This is the third installment on putting Gauges and Charts on a webpage that is hosted on an ESP8266 or ESP32. The first story showed how to build gauges and linecharts with Javascript on a PC. Re-read that story here:
http://lucstechblog.blogspot.com/2019/11/gauges-and-linecharts-in-javascript.html
The second story showed how to put Gauges on a webpage to represent data from an ESP8266 or ESP32. This is a more appealing representation of your data as just plain text. Re-read that story here:
http://lucstechblog.blogspot.com/2019/11/esp-webpage-with-gauges.html
A gauge however gives you just a momentarily representation of your data. As soon as the data changes the pointer of the gauge changes to the new value. There is no registration of the old values.

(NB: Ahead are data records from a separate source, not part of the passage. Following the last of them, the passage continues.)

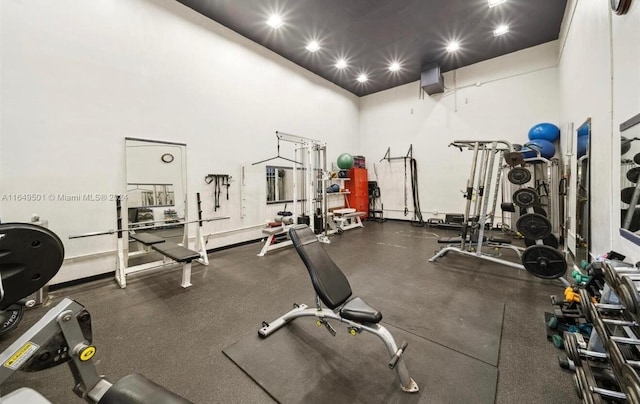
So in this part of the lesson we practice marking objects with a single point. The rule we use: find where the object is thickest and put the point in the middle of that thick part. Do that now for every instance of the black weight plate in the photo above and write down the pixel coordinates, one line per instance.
(536, 209)
(10, 318)
(626, 194)
(534, 226)
(585, 305)
(544, 262)
(633, 174)
(519, 175)
(513, 158)
(630, 383)
(571, 348)
(30, 256)
(632, 290)
(525, 197)
(550, 240)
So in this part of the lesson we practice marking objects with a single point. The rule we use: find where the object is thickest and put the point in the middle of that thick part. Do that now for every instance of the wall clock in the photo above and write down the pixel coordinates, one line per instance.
(167, 157)
(620, 7)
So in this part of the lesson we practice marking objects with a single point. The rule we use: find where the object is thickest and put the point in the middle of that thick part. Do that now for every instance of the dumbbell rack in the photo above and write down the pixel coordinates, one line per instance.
(606, 368)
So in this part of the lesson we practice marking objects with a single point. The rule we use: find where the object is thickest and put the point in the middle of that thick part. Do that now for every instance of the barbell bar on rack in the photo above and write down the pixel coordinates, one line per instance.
(107, 232)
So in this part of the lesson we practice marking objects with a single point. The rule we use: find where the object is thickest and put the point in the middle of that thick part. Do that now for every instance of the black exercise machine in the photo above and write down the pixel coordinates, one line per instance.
(333, 289)
(30, 256)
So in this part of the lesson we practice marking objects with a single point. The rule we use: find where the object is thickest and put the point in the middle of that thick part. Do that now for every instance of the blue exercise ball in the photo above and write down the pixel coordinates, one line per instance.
(583, 145)
(546, 149)
(545, 131)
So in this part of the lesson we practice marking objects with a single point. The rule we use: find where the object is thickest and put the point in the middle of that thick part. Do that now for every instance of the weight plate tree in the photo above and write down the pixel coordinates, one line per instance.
(544, 262)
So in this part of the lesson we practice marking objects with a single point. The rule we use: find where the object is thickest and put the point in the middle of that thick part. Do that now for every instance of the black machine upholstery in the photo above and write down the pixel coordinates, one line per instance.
(137, 389)
(328, 280)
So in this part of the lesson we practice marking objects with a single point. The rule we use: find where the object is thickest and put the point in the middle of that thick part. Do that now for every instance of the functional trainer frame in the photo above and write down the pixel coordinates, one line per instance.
(333, 289)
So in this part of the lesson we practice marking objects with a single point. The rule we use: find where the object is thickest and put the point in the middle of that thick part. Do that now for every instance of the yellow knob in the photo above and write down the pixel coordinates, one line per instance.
(87, 353)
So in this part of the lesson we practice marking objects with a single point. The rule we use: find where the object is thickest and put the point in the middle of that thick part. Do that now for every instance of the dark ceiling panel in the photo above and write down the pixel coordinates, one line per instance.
(372, 33)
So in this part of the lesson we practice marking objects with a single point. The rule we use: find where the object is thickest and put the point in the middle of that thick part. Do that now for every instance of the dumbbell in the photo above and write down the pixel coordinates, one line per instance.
(588, 389)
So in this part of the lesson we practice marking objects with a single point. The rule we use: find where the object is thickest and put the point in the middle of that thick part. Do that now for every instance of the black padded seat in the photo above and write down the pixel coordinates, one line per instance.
(137, 389)
(147, 238)
(328, 280)
(358, 310)
(176, 252)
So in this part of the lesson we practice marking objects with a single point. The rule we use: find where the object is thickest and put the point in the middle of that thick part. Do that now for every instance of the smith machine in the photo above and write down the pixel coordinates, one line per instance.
(309, 190)
(481, 193)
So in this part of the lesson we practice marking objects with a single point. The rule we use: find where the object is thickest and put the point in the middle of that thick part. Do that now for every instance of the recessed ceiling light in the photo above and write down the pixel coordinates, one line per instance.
(493, 3)
(453, 46)
(275, 21)
(313, 46)
(501, 30)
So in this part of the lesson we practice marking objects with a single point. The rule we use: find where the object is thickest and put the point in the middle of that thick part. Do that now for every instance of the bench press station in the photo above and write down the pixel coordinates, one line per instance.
(333, 289)
(32, 255)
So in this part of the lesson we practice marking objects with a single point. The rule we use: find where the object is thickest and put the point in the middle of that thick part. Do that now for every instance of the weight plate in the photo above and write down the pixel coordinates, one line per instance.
(630, 383)
(525, 197)
(633, 174)
(550, 240)
(10, 317)
(585, 305)
(513, 158)
(544, 262)
(30, 256)
(634, 299)
(626, 194)
(536, 209)
(571, 348)
(519, 175)
(534, 226)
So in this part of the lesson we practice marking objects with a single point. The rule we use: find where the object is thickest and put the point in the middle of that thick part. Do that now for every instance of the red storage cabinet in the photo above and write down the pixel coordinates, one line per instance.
(358, 185)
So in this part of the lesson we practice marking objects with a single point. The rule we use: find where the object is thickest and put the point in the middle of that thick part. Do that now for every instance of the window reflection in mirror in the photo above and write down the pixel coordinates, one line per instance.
(629, 173)
(582, 192)
(280, 184)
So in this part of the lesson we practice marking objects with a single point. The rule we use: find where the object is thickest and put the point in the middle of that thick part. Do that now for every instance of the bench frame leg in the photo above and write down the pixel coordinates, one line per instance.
(407, 384)
(186, 275)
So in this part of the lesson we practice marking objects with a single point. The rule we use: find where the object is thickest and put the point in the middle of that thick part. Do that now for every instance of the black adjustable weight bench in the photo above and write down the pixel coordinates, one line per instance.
(333, 289)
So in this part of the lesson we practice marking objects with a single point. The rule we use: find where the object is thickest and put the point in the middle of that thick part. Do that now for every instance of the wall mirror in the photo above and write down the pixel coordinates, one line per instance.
(629, 178)
(156, 182)
(280, 184)
(582, 192)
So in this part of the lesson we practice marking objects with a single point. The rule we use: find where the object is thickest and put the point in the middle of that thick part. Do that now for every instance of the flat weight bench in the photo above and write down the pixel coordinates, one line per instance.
(179, 254)
(333, 289)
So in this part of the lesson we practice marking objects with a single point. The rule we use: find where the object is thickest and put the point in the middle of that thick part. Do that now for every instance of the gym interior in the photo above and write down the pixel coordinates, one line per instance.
(445, 193)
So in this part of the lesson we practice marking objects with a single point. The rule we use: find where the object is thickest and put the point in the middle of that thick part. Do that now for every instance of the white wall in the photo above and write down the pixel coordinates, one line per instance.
(599, 78)
(498, 99)
(79, 77)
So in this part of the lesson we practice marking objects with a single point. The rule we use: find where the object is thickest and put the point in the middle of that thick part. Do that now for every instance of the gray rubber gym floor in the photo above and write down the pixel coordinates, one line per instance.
(475, 329)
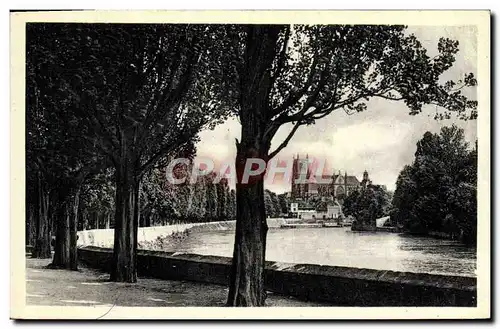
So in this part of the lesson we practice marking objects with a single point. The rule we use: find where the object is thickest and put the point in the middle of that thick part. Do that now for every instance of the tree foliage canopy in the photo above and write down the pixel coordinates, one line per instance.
(438, 191)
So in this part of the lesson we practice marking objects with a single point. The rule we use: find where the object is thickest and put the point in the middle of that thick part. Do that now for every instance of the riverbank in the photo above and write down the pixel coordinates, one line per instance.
(88, 287)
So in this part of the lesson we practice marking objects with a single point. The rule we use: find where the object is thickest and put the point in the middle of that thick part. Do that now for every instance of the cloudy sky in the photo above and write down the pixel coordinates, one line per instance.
(381, 140)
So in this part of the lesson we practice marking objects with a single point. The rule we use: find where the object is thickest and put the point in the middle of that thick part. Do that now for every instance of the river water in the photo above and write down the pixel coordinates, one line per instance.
(342, 247)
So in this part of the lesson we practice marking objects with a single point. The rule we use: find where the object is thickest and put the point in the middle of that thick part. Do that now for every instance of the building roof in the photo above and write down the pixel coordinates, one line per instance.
(351, 180)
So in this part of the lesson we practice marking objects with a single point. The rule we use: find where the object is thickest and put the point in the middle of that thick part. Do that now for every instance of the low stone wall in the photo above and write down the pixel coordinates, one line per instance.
(105, 237)
(330, 284)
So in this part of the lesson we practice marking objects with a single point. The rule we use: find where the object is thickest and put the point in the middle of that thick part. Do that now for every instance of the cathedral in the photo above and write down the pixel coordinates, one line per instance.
(306, 185)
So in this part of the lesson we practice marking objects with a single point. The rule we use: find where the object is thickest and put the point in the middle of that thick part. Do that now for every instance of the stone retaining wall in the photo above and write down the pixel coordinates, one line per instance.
(330, 284)
(105, 237)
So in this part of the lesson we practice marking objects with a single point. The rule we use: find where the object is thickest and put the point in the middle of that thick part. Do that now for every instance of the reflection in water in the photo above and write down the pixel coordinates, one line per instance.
(342, 247)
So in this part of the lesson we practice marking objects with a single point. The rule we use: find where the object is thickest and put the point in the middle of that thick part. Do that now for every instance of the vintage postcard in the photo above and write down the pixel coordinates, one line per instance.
(250, 165)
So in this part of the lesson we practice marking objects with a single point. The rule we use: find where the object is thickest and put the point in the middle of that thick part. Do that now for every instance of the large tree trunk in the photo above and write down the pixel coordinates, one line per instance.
(61, 248)
(42, 244)
(73, 230)
(65, 253)
(246, 287)
(123, 268)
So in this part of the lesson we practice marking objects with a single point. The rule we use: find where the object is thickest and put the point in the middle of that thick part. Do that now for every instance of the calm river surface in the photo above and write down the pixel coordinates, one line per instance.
(342, 247)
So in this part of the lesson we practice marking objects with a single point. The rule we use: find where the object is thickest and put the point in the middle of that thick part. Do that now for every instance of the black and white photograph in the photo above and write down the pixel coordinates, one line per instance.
(174, 164)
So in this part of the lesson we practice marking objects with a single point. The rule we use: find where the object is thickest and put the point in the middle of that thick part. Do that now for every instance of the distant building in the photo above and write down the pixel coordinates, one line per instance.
(336, 186)
(333, 210)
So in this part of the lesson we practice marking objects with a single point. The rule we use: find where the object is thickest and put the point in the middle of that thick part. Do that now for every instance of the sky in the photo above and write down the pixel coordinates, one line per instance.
(381, 139)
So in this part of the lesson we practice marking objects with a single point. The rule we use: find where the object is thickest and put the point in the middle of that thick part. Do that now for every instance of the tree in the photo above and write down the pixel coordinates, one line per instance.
(298, 74)
(438, 192)
(56, 153)
(140, 92)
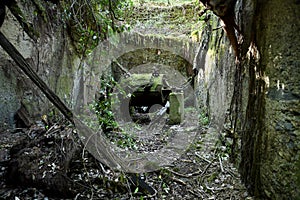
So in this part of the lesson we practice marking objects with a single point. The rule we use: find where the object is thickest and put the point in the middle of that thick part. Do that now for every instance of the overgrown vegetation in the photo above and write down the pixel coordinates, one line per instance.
(89, 22)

A linechart gives you both the last value of your sensor and a historical view. In this story I am going to show you how to put a linechart on a webpage with your ESP8266 or ESP32 and have it show data from a sensor.

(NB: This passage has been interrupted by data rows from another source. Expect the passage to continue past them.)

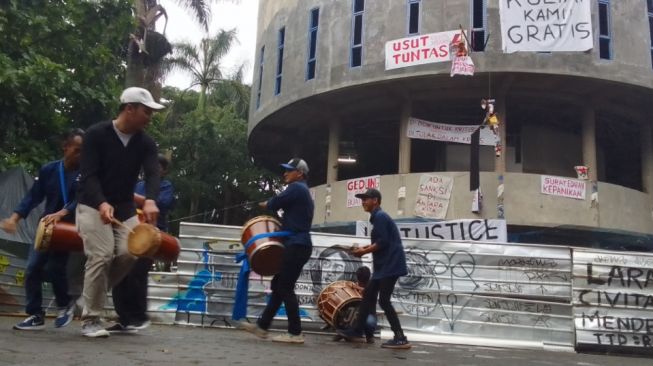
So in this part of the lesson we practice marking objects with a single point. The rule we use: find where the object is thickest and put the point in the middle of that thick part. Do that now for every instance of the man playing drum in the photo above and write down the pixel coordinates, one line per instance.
(389, 263)
(297, 206)
(115, 152)
(56, 184)
(130, 295)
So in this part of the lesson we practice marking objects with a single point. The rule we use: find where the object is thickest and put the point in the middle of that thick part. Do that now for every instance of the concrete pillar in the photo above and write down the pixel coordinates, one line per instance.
(334, 151)
(589, 142)
(404, 141)
(647, 159)
(502, 112)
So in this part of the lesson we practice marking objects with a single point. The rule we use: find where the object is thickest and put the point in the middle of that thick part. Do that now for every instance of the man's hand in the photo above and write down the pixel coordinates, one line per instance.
(10, 225)
(106, 212)
(150, 211)
(55, 217)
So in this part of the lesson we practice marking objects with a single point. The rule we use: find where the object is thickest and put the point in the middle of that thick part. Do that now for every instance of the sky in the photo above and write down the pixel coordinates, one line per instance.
(239, 14)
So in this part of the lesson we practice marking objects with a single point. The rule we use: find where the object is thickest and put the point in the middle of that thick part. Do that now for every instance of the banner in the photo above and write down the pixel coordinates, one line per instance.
(563, 187)
(433, 194)
(425, 130)
(360, 185)
(546, 26)
(419, 50)
(471, 230)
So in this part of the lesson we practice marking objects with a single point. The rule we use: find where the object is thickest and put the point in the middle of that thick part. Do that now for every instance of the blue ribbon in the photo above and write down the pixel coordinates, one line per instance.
(240, 302)
(62, 181)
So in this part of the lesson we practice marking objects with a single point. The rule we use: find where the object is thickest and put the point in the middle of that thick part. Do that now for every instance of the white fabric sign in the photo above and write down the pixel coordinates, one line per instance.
(425, 130)
(419, 50)
(433, 195)
(360, 185)
(546, 25)
(471, 230)
(563, 187)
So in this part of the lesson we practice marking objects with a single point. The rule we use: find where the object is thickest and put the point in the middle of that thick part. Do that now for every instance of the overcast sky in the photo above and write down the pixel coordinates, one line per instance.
(240, 14)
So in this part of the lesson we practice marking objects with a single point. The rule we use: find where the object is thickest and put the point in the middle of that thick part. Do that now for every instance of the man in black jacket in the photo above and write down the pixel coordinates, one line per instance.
(115, 152)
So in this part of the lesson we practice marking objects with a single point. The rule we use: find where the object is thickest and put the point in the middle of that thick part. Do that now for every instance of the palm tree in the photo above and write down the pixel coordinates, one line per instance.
(204, 63)
(147, 47)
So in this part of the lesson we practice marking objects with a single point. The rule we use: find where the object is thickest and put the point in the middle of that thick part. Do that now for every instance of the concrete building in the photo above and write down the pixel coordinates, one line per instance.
(321, 91)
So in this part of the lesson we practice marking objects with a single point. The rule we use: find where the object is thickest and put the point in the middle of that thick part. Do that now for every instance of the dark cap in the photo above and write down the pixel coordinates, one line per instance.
(296, 164)
(370, 193)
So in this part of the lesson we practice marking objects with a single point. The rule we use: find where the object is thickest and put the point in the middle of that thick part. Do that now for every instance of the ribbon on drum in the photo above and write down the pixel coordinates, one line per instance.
(242, 286)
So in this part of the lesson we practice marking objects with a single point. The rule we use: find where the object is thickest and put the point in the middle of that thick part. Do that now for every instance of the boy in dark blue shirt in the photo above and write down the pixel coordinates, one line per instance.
(56, 184)
(389, 264)
(297, 206)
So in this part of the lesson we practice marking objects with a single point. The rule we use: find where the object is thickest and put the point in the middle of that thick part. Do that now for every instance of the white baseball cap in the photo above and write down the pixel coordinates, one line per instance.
(139, 95)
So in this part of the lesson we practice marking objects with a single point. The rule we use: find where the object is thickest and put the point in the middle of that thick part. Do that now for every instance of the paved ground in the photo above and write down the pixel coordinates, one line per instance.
(177, 345)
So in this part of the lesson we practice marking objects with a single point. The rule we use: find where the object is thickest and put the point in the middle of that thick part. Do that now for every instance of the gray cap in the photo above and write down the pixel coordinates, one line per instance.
(296, 164)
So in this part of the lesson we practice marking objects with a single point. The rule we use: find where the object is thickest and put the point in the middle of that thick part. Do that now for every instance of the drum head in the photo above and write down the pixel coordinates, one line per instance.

The program relies heavily on the ESP webserver library which I covered in some previous stories. Look in my index at the ESP8266 or ESP32 entries to find these stories and study them well if you are not familiar with the ESP webserver.
I also urge you to read the previous 2 stories in this series to get to know how the linechart is build with a Javascript library.
What's the drill.
I am going to attach a Dallas DS18B20 thermometer to an ESP8266 and an ESP32. Next I am going to show you the program that builds a webserver which displays the values from the thermometer on a webpage.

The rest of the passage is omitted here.